Released just nine months after “Surrealistic Pillow” in 1967, “After Bathing at Baxter’s” didn’t produce any followup single hits and thus didn’t do nearly so well on the charts as its predecessor. But it’s great. Some of these songs were live show staples, and maybe they’re more successful that way – “The Ballad of You & Me & Pooneil” being one example, and the combination of “Won’t You Try” and “Saturday Afternoon” being another. Those are such fantastic settings for the improvisation and experimentation that the band was so good at live that it can be a little hard to hear them cut down to almost-single length for an album, having heard the more elaborate versions for years.

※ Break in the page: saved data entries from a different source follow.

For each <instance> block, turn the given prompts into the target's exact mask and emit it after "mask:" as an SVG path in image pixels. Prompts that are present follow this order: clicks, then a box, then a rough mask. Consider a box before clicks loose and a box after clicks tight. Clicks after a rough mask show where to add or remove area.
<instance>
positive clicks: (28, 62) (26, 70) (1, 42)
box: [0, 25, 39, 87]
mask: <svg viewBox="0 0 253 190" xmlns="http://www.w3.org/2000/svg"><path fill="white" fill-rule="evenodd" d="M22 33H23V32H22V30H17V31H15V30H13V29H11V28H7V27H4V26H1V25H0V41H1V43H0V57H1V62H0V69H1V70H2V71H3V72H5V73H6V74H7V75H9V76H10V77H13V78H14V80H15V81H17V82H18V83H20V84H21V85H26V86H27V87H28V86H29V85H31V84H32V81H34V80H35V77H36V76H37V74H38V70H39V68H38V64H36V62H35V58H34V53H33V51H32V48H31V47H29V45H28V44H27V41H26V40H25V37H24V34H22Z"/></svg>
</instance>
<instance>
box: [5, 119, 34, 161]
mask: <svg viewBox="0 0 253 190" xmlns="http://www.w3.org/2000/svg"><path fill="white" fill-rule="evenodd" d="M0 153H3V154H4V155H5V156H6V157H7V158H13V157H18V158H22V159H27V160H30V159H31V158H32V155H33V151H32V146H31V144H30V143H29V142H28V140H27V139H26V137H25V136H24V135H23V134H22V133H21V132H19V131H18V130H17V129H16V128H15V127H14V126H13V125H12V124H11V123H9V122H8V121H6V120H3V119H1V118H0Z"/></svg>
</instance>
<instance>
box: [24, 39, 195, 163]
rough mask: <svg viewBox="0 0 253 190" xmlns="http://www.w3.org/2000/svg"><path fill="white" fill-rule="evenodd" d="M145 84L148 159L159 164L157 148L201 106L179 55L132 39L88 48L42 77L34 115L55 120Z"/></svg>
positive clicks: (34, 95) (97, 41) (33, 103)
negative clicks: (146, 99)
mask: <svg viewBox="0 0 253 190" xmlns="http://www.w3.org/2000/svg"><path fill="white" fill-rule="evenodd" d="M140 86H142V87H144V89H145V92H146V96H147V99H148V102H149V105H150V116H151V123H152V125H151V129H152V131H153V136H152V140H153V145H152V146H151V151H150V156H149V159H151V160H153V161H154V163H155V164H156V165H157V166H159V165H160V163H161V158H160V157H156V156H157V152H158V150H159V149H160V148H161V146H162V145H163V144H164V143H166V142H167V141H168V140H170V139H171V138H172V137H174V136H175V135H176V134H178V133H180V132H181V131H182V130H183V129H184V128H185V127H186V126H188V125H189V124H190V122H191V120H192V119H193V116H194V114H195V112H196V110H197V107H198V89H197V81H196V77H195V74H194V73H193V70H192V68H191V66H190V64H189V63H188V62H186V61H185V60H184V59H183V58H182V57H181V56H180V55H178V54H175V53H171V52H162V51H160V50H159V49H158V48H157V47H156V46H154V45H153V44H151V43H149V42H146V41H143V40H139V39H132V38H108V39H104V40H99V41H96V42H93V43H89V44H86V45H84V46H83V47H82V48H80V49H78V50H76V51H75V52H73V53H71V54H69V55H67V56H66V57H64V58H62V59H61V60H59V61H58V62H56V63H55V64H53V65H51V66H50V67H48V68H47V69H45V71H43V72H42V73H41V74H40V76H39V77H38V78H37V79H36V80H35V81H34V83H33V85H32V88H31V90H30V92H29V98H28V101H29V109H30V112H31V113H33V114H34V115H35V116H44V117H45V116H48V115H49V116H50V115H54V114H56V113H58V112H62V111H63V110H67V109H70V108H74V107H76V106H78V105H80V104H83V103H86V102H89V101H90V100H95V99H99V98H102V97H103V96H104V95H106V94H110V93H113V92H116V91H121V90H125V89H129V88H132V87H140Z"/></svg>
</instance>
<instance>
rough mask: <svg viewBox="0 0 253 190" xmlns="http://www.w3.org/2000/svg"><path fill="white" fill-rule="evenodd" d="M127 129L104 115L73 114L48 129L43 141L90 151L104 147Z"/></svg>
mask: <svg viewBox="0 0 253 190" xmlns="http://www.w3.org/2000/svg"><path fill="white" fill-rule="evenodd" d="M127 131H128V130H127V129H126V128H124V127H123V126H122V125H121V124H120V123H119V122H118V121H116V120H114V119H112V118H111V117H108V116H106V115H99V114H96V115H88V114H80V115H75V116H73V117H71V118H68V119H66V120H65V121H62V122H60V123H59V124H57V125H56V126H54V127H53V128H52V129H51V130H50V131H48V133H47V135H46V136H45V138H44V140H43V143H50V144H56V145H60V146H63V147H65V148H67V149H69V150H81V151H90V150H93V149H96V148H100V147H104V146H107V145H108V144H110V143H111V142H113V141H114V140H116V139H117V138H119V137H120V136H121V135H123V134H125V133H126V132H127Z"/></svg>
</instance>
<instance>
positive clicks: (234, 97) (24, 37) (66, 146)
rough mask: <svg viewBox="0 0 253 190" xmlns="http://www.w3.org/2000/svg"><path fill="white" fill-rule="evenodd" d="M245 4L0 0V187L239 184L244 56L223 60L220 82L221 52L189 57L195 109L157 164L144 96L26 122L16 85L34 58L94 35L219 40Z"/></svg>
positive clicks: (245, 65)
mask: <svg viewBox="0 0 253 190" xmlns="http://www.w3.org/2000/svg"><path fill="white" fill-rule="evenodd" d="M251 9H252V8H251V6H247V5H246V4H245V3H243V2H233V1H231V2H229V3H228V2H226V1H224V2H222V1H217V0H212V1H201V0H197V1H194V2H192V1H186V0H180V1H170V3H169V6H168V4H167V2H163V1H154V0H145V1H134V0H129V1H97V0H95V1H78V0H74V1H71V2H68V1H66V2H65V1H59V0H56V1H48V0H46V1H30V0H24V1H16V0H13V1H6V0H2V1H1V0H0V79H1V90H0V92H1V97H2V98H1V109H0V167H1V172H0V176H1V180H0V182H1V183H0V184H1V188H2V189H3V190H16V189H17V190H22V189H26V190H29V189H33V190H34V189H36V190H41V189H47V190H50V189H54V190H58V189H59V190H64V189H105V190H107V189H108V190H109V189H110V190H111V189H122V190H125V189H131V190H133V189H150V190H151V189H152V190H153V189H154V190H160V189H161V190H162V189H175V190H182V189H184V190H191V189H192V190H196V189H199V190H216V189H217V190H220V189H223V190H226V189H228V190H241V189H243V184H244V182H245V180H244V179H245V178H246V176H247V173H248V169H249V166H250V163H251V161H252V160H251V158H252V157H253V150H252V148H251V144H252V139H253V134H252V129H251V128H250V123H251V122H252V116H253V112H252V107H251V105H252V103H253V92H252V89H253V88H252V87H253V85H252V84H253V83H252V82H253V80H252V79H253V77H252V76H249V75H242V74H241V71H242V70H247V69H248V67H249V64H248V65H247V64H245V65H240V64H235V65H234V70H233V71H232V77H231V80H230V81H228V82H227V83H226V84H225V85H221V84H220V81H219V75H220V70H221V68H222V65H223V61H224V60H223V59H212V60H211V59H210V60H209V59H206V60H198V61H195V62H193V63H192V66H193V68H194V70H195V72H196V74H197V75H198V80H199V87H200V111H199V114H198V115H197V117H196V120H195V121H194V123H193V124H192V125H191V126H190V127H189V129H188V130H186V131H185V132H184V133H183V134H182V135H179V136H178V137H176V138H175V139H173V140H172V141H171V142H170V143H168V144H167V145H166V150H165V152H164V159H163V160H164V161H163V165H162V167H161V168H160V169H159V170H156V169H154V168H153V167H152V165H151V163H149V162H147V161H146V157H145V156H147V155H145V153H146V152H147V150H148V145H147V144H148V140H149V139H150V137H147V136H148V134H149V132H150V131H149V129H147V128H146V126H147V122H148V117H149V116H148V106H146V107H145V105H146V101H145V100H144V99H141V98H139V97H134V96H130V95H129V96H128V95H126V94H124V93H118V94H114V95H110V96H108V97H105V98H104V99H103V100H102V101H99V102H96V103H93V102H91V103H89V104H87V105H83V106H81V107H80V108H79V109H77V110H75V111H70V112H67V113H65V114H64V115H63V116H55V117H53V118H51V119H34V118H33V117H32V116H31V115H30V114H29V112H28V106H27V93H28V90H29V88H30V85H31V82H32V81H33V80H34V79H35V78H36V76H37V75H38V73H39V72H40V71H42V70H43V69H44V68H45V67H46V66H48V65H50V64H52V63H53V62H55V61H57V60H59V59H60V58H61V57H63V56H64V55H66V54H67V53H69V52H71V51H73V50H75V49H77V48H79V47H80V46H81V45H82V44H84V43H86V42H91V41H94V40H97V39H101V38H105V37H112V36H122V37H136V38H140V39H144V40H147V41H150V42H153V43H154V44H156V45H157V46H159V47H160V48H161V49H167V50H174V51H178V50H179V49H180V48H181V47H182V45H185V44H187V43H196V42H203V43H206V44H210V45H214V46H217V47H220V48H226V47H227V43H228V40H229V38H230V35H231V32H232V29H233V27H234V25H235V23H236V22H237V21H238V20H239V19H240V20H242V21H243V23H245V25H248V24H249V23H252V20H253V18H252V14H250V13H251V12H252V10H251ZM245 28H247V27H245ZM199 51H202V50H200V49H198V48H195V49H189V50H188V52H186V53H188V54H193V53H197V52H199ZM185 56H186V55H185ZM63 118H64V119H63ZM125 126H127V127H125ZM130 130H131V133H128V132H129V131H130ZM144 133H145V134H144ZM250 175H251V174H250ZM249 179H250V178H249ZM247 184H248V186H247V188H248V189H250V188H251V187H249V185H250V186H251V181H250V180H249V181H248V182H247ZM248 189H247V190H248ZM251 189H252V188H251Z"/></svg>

In fact, I didn’t own a vinyl copy of “Baxter’s” until just a few years ago, and that was the very reason: I loved the versions of some of these songs that appeared on “Bless Its Pointed Little Head” and some live bootlegs that were out there, and later on the Monterey and Woodstock collections; I wasn’t sure I wanted to hear the studio versions.
How many times in this blog am I going to have to say I was wrong? (With regard to the Airplane, or at least two of its members, there’s going to be a big “I was wrong” coming up when I get back to Hot Tuna.) I was wrong. This album is excellent. Even the little audio verité nonsense of “A Small Package of Value Will Come To You, Shortly” is somehow enjoyable (and I quote the title constantly when shipping things to people). There’s a nine-minute instrumental (“Spare Chaynge”) that never outstays its welcome. “Young Girl Sunday Blues” manages to stretch out and capture that Jefferson Airplane energy in a studio recording.
Even though I paid an amount for this ($18 – it’s pretty pristine), I haven’t given this enough play, at least in part because it keeps getting overshadowed by my love for certain other Airplane records.